Every week, CIO Journal offers a glimpse into the mind of the CEO, whose view of technology is shaped by stories in management journals, general interest magazines and, of course, in-flight publications
Books Bill Gates loved in 2018. The Microsoft Corp. co-founder’s annual roundup of top reads is a mixture of Silicon Valley standards, including “21 Lessons for the 21st Century,” by favored futurist Yuval Noah Hararii, “Bad Blood,” the WSJ reporter John Carreyrou’s look at the rise and fall of Theranos, and “The Headspace Guide to Meditation and Mindfulness,” by Andy Puddicombe, the voice of the Valley’s favorite mindulness app, and their favorite Brit … after Jony Ive.

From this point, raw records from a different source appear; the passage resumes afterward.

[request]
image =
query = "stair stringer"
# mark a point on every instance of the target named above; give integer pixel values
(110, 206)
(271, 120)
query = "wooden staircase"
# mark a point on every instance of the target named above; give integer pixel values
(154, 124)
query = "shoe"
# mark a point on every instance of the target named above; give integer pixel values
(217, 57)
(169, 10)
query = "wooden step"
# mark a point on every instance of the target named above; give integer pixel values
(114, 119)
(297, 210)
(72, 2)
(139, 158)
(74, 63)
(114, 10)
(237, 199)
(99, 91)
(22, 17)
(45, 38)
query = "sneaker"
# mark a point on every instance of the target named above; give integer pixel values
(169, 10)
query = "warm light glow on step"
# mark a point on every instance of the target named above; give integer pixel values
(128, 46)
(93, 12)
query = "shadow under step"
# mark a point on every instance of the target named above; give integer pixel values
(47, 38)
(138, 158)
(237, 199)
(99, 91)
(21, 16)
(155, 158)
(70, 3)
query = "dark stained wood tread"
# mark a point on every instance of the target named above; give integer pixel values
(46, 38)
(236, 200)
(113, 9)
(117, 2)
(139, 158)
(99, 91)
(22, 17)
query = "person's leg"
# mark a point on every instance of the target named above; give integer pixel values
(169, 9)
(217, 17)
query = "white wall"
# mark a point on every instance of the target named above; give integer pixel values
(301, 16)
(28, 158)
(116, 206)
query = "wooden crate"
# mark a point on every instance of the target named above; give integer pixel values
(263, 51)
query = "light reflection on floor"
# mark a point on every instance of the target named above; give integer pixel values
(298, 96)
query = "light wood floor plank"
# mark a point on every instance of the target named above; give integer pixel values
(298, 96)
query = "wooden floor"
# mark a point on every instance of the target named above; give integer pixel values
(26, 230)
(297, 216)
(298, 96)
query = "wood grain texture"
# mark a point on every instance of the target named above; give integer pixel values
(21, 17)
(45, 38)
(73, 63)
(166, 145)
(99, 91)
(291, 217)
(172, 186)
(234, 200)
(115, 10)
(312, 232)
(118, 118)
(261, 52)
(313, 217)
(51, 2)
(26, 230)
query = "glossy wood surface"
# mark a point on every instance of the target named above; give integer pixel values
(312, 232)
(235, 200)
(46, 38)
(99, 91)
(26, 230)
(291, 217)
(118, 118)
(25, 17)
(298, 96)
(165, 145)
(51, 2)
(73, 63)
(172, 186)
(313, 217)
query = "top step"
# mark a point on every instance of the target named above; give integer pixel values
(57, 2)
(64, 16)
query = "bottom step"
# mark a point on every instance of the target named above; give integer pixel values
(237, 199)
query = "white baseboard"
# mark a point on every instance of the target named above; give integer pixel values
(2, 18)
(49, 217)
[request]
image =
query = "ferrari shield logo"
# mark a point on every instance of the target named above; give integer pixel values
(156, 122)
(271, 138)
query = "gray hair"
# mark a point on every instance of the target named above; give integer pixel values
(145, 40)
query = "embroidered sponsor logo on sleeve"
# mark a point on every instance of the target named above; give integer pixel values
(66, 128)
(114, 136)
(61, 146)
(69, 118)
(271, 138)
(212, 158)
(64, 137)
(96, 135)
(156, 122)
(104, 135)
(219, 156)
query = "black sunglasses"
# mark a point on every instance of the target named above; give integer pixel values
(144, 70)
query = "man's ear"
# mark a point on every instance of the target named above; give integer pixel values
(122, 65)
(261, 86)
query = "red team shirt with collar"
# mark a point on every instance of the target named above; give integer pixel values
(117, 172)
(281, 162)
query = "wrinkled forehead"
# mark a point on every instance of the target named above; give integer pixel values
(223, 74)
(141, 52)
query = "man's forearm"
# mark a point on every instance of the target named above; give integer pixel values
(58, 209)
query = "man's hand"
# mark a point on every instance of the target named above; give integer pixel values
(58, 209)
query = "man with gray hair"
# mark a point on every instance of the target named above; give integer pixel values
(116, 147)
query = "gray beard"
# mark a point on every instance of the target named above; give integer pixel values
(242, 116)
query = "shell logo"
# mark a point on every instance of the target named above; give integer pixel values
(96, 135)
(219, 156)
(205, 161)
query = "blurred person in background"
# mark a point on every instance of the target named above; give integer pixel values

Startups are no longer cool? Stephen Harrison, a writer at the Atlantic and part-time MBA student, says startups have lost their “it” factor among the youthfully ambitious. “When I check on my peers’ start-up proposals after a few weeks, I often find that their ideas have been abandoned, and that my classmates are focused on their steady corporate jobs,” he writes. If he’s right, expect repercussions. “An economy dominated by older incumbent firms may be less likely to achieve consistently strong rates of growth.”
“You’ve Got Mail” and internet nostalgia. Consider this: Once upon a time Hollywood made a film where people looked forward to getting emails and “the worst-case scenario of meeting someone online is that they just happen to be someone whose corporate ideologies you disagree with.” Buzzfeed’s Scaachi Koul explicates the 1998 rom-com currently on endless repeat this holiday season.